“Where my mother’s estate used to be,” whispered Martin Silenus’s synthesizer. “In the heart of the heart of the North American Preserve.”

  A. Bettik looked up from checking the med-unit’s readouts. “I believe that this was called Illinois in the pre-Big Mistake days,” he said. “The center of that state, I believe. The prairies have returned, I see. Those trees are elms and chestnut … extinct by the twenty-first century here, if I am not mistaken. That river beyond the bluffs flows south-southwest into the Mississippi River. I believe you have … ah … traversed a portion of that river, M. Endymion.”

  “Yes,” I said, remembering the flimsy little kayak and the farewell at Hannibal and Aenea’s first kiss.

  We waited. The sun rose higher. Wind stirred the grasses. Somewhere beyond the line of trees, a bird protested something as only birds can. I looked at Martin Silenus.

  “Boy,” said the old poet’s synthesizer, “if you expect me to die on cue just to save you from a sunburn, fucking forget it. I’m hanging on by my fingernails, but those nails are old and tough and long.”

  I smiled and touched his bony shoulder.

  “Boy?” whispered the poet.

  “Yes, sir,” I said.

  “You told me years ago that your old grannie—Grandam you called her—had made you memorize the Cantos till they were dribbling out your ears. Was that true?”

  “Yes, sir.”

  “Can you recollect the lines I wrote about this place … as it was back in my day?”

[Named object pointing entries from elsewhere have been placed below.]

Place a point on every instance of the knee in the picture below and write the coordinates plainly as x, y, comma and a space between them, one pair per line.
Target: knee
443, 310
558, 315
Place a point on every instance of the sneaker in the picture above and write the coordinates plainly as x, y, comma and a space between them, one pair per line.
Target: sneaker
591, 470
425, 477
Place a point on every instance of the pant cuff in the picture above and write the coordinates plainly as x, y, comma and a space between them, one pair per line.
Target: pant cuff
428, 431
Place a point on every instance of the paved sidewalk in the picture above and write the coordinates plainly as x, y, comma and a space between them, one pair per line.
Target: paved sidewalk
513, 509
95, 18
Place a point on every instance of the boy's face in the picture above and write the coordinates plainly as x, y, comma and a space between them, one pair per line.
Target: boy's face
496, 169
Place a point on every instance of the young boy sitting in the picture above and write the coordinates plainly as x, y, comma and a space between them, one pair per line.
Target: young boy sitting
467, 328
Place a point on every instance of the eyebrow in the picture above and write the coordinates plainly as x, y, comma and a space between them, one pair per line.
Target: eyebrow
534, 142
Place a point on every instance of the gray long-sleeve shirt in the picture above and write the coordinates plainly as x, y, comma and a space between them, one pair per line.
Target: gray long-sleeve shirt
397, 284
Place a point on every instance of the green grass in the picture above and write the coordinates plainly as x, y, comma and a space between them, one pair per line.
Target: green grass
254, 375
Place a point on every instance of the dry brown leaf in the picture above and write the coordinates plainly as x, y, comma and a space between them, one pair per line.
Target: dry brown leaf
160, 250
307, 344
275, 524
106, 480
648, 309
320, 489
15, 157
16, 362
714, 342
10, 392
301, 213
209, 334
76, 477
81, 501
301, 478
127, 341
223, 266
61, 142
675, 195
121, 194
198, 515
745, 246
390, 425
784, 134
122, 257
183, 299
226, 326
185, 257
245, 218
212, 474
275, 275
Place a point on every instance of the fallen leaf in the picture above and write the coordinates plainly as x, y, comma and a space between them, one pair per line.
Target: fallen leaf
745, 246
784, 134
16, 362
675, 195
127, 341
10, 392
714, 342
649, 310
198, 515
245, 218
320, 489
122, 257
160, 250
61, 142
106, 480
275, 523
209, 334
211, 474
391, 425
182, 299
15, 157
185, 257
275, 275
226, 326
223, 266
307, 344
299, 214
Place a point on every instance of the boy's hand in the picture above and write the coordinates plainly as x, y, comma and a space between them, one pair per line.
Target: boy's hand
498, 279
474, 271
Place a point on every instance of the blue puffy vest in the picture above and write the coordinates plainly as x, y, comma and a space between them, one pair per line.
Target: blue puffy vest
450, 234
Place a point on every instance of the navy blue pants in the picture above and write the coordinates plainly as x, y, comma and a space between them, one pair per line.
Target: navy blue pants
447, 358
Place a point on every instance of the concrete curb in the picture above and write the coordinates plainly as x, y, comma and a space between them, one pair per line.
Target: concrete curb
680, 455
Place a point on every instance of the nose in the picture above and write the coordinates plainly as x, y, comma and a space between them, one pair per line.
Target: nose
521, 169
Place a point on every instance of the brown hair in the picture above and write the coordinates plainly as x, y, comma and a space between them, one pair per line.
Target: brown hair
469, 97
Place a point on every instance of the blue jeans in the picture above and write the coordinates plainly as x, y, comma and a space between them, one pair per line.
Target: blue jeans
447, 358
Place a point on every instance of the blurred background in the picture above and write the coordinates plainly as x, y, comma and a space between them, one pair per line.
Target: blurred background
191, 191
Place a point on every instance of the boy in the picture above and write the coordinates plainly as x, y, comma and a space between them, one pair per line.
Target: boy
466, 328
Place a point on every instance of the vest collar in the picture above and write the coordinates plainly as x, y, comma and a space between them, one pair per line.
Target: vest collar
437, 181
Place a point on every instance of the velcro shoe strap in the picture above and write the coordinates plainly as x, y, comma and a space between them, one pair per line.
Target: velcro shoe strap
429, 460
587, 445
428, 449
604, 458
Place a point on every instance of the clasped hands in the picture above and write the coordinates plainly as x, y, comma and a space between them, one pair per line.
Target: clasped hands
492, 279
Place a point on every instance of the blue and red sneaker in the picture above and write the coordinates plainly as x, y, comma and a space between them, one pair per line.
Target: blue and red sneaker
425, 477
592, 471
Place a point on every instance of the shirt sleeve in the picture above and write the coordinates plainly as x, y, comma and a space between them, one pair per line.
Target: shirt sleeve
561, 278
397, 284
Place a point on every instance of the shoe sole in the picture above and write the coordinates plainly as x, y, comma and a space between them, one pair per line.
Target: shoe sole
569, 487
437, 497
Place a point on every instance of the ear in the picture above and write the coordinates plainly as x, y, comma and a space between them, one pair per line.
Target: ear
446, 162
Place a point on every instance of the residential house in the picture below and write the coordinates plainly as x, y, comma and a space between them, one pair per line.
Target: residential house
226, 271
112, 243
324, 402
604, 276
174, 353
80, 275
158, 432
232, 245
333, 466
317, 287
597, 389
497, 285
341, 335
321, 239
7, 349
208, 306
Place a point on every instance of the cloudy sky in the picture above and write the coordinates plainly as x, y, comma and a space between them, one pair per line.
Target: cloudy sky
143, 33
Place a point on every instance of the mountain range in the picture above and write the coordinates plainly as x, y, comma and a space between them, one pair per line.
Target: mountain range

  “I can try,” I said. I closed my eyes. I was tempted to touch the Void, to seek the sound of those lessons in Grandam’s voice in place of this struggle to recall them from memory, but instead I did it the hard way, using the mnemonic devices she had taught me to recall distinct passages of verse. Standing there, eyes still closed, I spoke the passages I could recall:

  “Fragile twilights fading from fuchsia to purple

  above the crepe-paper silhouettes of trees

  beyond the southwest sweep of lawn.

  Skies as delicate as translucent china,

  unscarred by cloud or contrail.

  The presymphony hush of first light followed

  by the cymbal crash of sunrise.

  Oranges and russets igniting to gold,

  the long, cool descent to green:

  leaf shadow, shade, tendrils of cypress

  and weeping willow, the hushed

  green velvet of the glade.

  “Mother’s estate—our estate—a thousand acres centered in a million more. Lawns the size of small prairies with grass so perfect it beckoned a body to lie on it,

  to nap on its soft perfection.

  Noble shade trees making sundials of

  the Earth,

  their shadows circling in stately procession;

  now mingling, now contracting to midday,

  finally stretching eastward with the dying of the day.

  Royal oak.

  Giant elms.

  Cottonwood and cypress and redwood and bonsai.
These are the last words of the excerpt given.